For a printable copy of this artist's statement Click Here.
Artist's Statement
There are four pendulums suspended above four stretched and mounted canvases. Each canvas has a loudspeaker nearby.
The pendulum is one of the oldest known time keeping devices. A metronome, used by musicians to keep time, is an inverted pendulum.
Visitors to the gallery are encouraged to give any of the pendulums a push.
The swinging pendulum creates a tempo. Since all four are of the same length, they will all keep the same beat. Since the height of the pendulum determines its period, and the height is dictated by the gallery space, the tempo of the piece is site specific.
On each canvas is a set of colored pieces made from flat laser-cut plastic. The canvases are 3 foot square and have been prepared with flat white gesso. The plastic pieces are opaque and made from 6 colors of stock, the 3 primary and 3 secondary colors.

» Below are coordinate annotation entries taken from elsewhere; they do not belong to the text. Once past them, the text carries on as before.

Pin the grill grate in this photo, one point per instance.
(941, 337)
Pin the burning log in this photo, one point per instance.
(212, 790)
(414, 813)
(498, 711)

The contours of the plastic pieces are based on some of the actual rocks contained in the pendulum weights. First the rocks were digitally photographed. Next digital outlines were extracted from the photos using image analysis software. Then the digital outlines were used to drive a computer controlled laser-cutting machine. The cut pieces were then sorted into 4 groups for the 4 canvases. The somewhat fuzzy groups are 4-sided, 3-sided, oval, and irregular.
The canvases and the plastic color on them create pseudo-paintings that can be changed. And just as note symbols on staff paper can be moved, so too are the plastic pieces moveable.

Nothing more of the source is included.